In the end, we decided to only use RGB images for now.
For a batch, each time the transformations are selected randomly, using `SomeOf` and `iap.Choice`. This way, even if we augment 10 times with the same set of transformations, the results won't be all the same.

In the end, we get a 10-fold augmentation yielding a total of 5720 images (including the originals) for training and validation.


In [None]:
#Datapaths
paths = ['../worm_data/h5_data/512/rgb_frames/',
         '../worm_data/h5_data/240/rgb_frames/']

#Augmenting for all
for path in paths:
    augment_images(path, someAug, 10)

## Generating Train/Validation sets

#### This part required a bit of manual handling initially, but generate_trainval.py bypassed this issue by directly extracting data and generating the augmentation as well as csvs in the appropriate folders.

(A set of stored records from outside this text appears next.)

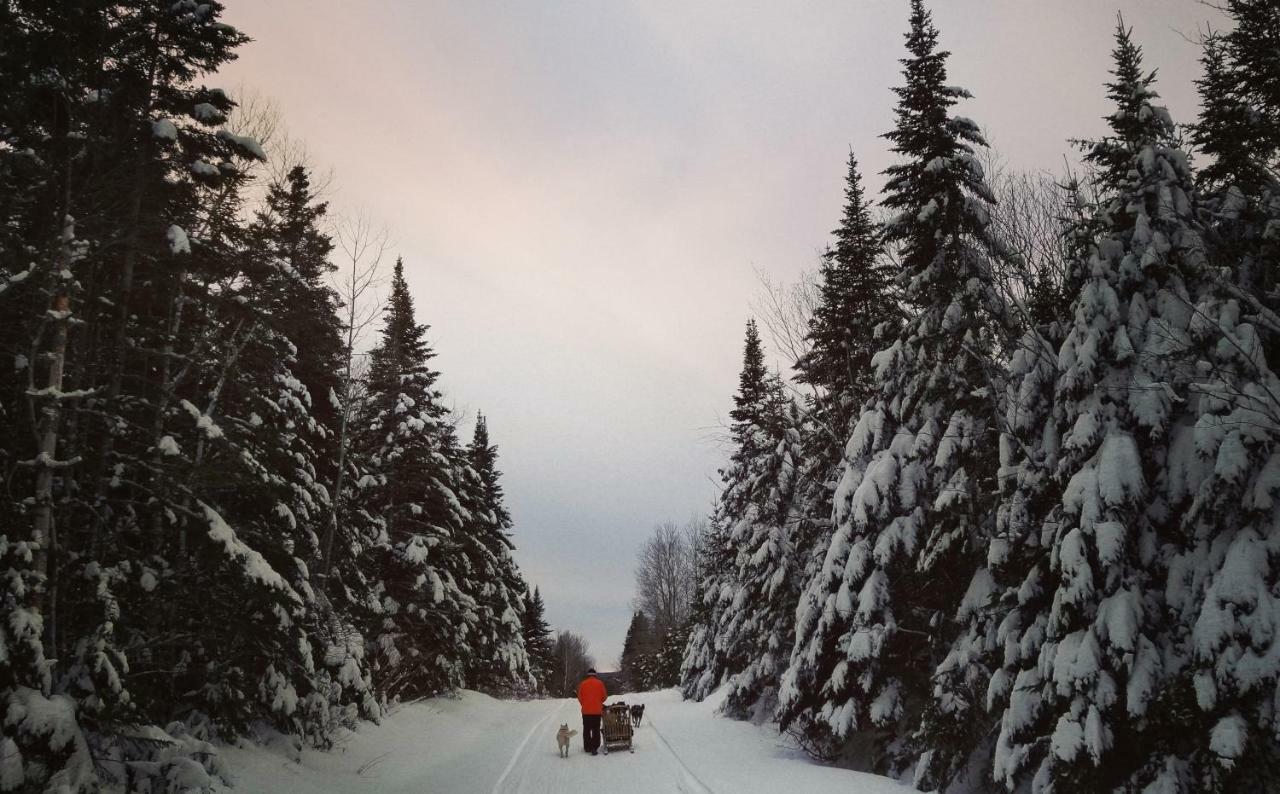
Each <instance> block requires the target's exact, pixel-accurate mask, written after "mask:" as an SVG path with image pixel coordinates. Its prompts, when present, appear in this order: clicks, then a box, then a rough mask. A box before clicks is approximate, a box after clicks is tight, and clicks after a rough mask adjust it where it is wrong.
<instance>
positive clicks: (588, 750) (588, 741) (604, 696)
mask: <svg viewBox="0 0 1280 794" xmlns="http://www.w3.org/2000/svg"><path fill="white" fill-rule="evenodd" d="M608 697H609V693H608V692H605V689H604V681H602V680H600V679H598V677H595V670H594V668H591V670H588V671H586V677H585V679H582V683H581V684H579V685H577V702H579V704H581V707H582V749H584V750H586V752H589V753H591V754H593V756H595V754H596V752H599V749H600V717H602V716H603V715H604V699H605V698H608Z"/></svg>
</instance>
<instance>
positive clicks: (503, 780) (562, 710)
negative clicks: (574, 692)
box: [493, 703, 564, 794]
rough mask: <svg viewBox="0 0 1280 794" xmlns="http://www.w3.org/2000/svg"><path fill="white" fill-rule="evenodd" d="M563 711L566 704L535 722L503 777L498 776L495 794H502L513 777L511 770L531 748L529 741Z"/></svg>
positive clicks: (521, 744)
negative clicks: (547, 724)
mask: <svg viewBox="0 0 1280 794" xmlns="http://www.w3.org/2000/svg"><path fill="white" fill-rule="evenodd" d="M563 709H564V704H563V703H561V704H558V706H556V707H554V708H552V709H549V711H548V712H547V713H545V715H543V718H541V720H539V721H536V722H534V726H532V727H530V729H529V733H527V734H525V740H524V741H521V743H520V747H517V748H516V752H515V753H512V754H511V759H509V761H508V762H507V768H504V770H503V771H502V775H499V776H498V782H495V784H493V794H502V784H504V782H507V777H508V776H509V775H511V770H513V768H515V767H516V762H518V761H520V757H521V756H524V754H525V748H527V747H529V740H530V739H532V738H534V735H535V734H536V733H538V729H540V727H541V726H543V725H545V724H547V721H548V720H550V718H552V717H554V716H556V713H557V712H561V711H563Z"/></svg>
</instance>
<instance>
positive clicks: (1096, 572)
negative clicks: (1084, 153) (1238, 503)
mask: <svg viewBox="0 0 1280 794" xmlns="http://www.w3.org/2000/svg"><path fill="white" fill-rule="evenodd" d="M1114 58H1115V64H1116V67H1115V70H1114V74H1115V81H1114V82H1112V83H1108V90H1110V91H1108V93H1110V95H1111V97H1112V100H1114V101H1115V102H1116V111H1115V113H1114V114H1112V115H1110V117H1108V123H1110V124H1111V131H1112V133H1114V134H1112V136H1108V137H1107V138H1105V140H1103V141H1101V142H1098V143H1097V145H1094V147H1093V149H1092V152H1091V155H1092V156H1093V158H1094V160H1096V161H1098V163H1103V164H1106V170H1105V172H1102V173H1101V174H1100V179H1101V184H1102V187H1103V191H1102V204H1101V205H1100V206H1098V207H1097V216H1096V218H1094V220H1093V223H1092V228H1093V229H1094V231H1096V233H1097V237H1094V239H1092V241H1091V246H1089V248H1088V256H1087V259H1085V260H1084V261H1082V263H1078V264H1076V265H1075V266H1076V268H1078V269H1079V273H1080V274H1082V277H1083V283H1082V287H1080V292H1079V295H1078V296H1076V297H1075V300H1074V302H1073V312H1074V320H1073V324H1071V327H1070V328H1069V329H1068V336H1066V339H1065V342H1064V344H1062V347H1061V351H1060V353H1059V374H1057V379H1056V384H1055V388H1053V394H1055V405H1053V409H1052V421H1053V424H1055V425H1056V428H1055V429H1053V430H1052V435H1053V437H1056V438H1061V442H1060V443H1059V444H1057V446H1059V450H1057V452H1056V466H1055V471H1053V483H1052V484H1051V487H1050V489H1048V493H1047V498H1046V496H1044V493H1041V494H1039V496H1038V501H1037V502H1036V503H1034V507H1033V508H1034V510H1037V511H1043V512H1042V515H1039V516H1034V517H1030V519H1029V520H1028V521H1027V525H1028V526H1033V525H1036V524H1038V525H1039V526H1041V529H1039V533H1041V540H1039V542H1038V543H1039V544H1042V546H1043V549H1044V551H1042V552H1038V553H1039V560H1038V561H1037V562H1036V563H1034V565H1033V566H1032V569H1030V574H1029V575H1028V576H1027V580H1025V583H1024V584H1023V585H1021V590H1020V593H1019V607H1020V612H1019V613H1018V615H1019V617H1018V620H1016V621H1006V625H1005V626H1004V628H1002V629H1001V635H1002V636H1001V639H1002V644H1004V648H1005V670H1004V671H1002V672H1001V674H1000V675H998V676H997V679H998V685H997V684H993V689H995V690H997V694H1000V695H1001V697H1004V692H1007V693H1009V694H1007V697H1009V702H1007V704H1006V706H1005V707H1004V713H1002V716H1001V729H1000V736H998V739H997V750H996V757H995V777H996V780H998V781H1001V782H1004V784H1005V785H1006V786H1007V788H1009V789H1011V790H1012V789H1014V788H1015V786H1018V785H1020V782H1021V781H1024V780H1025V779H1027V777H1025V776H1027V775H1029V776H1030V782H1032V790H1037V791H1041V790H1043V791H1050V790H1069V789H1078V790H1139V789H1142V786H1146V785H1151V786H1152V788H1151V789H1147V790H1185V788H1184V786H1185V781H1183V782H1179V780H1178V779H1179V777H1180V772H1179V771H1178V770H1176V768H1175V766H1171V765H1167V763H1166V758H1167V757H1171V756H1172V757H1175V756H1176V754H1178V753H1176V750H1175V752H1172V753H1171V752H1170V750H1172V747H1171V745H1172V744H1176V740H1175V739H1172V738H1175V736H1178V734H1179V731H1180V730H1183V727H1181V725H1180V722H1181V720H1183V717H1181V715H1184V713H1185V708H1187V702H1185V698H1187V690H1185V689H1183V688H1179V686H1175V685H1171V684H1170V681H1171V677H1172V675H1174V674H1175V672H1176V667H1178V665H1179V663H1178V661H1176V654H1175V653H1170V649H1171V645H1172V643H1174V642H1175V640H1176V634H1178V631H1176V630H1174V631H1172V633H1170V631H1169V630H1167V629H1166V622H1165V621H1166V616H1167V615H1169V613H1170V612H1169V610H1174V611H1178V610H1179V608H1180V607H1179V606H1178V604H1176V601H1178V599H1179V597H1178V595H1176V594H1175V593H1174V590H1167V592H1166V587H1165V581H1162V578H1161V571H1162V570H1165V569H1166V566H1167V565H1169V555H1170V549H1174V551H1176V549H1178V548H1179V547H1180V546H1181V544H1183V539H1181V537H1180V533H1179V531H1178V529H1176V524H1178V521H1176V516H1178V515H1179V514H1180V512H1181V510H1183V507H1184V506H1185V503H1187V499H1188V498H1189V497H1190V496H1192V494H1190V493H1189V492H1188V484H1189V483H1193V482H1194V480H1196V475H1194V473H1193V471H1189V470H1188V466H1193V467H1194V452H1193V448H1194V447H1193V444H1192V443H1190V441H1189V438H1190V437H1189V435H1188V433H1187V430H1188V429H1189V428H1188V426H1187V423H1185V421H1179V420H1178V415H1176V409H1175V407H1174V398H1175V397H1176V396H1179V394H1185V393H1187V389H1188V382H1189V379H1190V378H1192V377H1193V371H1194V370H1193V368H1192V366H1190V365H1189V360H1188V352H1187V351H1188V347H1189V342H1190V336H1189V324H1190V319H1192V306H1193V305H1194V297H1193V295H1194V292H1196V291H1197V289H1198V288H1199V287H1201V284H1202V283H1203V277H1204V257H1203V243H1202V241H1201V237H1199V234H1198V232H1197V229H1196V218H1194V201H1196V198H1194V186H1193V178H1192V173H1190V169H1189V165H1188V159H1187V155H1185V154H1184V152H1183V151H1181V150H1179V149H1178V147H1176V145H1175V142H1174V134H1175V129H1174V126H1172V123H1171V122H1170V119H1169V115H1167V113H1166V111H1165V110H1164V109H1162V108H1157V106H1155V105H1153V104H1152V102H1153V100H1155V99H1156V95H1155V92H1153V91H1152V90H1151V85H1152V82H1151V79H1149V77H1143V74H1142V58H1140V50H1139V49H1138V47H1137V45H1134V44H1133V41H1132V37H1130V32H1129V31H1128V29H1126V28H1125V27H1124V26H1123V23H1121V24H1120V26H1119V27H1117V31H1116V49H1115V51H1114ZM1028 505H1032V503H1030V502H1028ZM1011 507H1012V508H1018V507H1019V506H1018V505H1016V503H1014V505H1011ZM1028 531H1029V534H1030V533H1034V531H1036V530H1028ZM1036 543H1037V542H1036V540H1034V539H1033V540H1030V543H1024V546H1028V547H1030V546H1034V544H1036ZM1166 593H1167V595H1170V597H1172V599H1171V601H1169V602H1166ZM1162 786H1165V788H1162Z"/></svg>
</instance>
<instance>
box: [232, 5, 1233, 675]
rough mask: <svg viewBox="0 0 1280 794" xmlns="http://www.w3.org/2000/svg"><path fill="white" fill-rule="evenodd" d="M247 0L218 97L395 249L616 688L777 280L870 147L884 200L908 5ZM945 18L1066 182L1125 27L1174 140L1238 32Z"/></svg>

For a given training datasets, :
- create a folder with an appropriate name in `./datasets/` containing a folder named `TrainVal` and move all images in it.
- create a folder with an appropriate name in `./training_data/` suffixed with -random

For example, for the **rgb240_augmented** dataset:

- create `./datasets/rgb240_augmented/TrainVal` which will contain all the images
- create `./training_data/rgb240_augmented-random/`

In [5]:
import csv, os
import pandas as pd
from sklearn.model_selection import train_test_split

In [6]:
def create_csv_split(image_dir, csv_dir='', ratio=0.2):
    """
    Create csv files containing the filenames to use in each of the 
    training and validation set.
    """
    data=[]
    csvdir = image_dir.split('datasets/')[1].split('/TrainVal')[0]
    csv_dir = makedir('./training_data/'+csvdir+'-random/')
    #else if csv_dir != '': 
    #    csvdir = makedir(csv_dir)
    #
    with open(csv_dir+'data.csv', 'w', newline='') as writeFile:
        writer = csv.writer(writeFile)
        writer.writerow(['image'])
        for filename in os.listdir(image_dir):
            data.append('TrainVal/'+filename)
            writer.writerow(data)
            data=[]
    writeFile.close()
    
    df = pd.read_csv(csv_dir+'data.csv')
    train, val = train_test_split(df, test_size=ratio)
    
    train.to_csv(csv_dir+'train.csv', index=False)
    val.to_csv(csv_dir+'val.csv', index=False)

In [9]:
imgdr = ['./datasets/rgb240_augmented/TrainVal', 
         './datasets/red240_augmented/TrainVal',
         './datasets/rgb512_augmented/TrainVal']

csvdr = ['./training_data/rgb240_augmented-random/',
         '', #use empty str here to test my method
         './training_data/rgb512_augmented-random/']

for x,y in zip(imgdr, csvdr):
    create_csv_split(x,y)

**Getting dataset means and stds to be used for standardization**

In [1]:
from skimage import io
import numpy as np

x = list_files('./datasets/rgb512_augmented/TrainVal/', 'jpg')
imgs = []
for f in x :
    imgs.append(io.imread(f))
arr = np.asarray(imgs)

In [2]:
print("red",arr[...,0].mean()/255, arr[...,0].std()/255)
print("green", arr[...,1].mean()/255, arr[...,1].std()/255)

red 0.0742920482408156 0.01979817471748977
green 0.0754988783485235 0.03203817782416048


In [3]:
print("blue", arr[...,2].mean()/255, arr[...,2].std()/255)

blue 0.00703948247409379 0.015462965792484733


From a previous notebook, the datasets were found to have the following means and stds:
```
means = [0.0743, 0.0755, 0.0070]
stds = [0.0198, 0.0320, 0.0155]
```
These values will be used for standardization.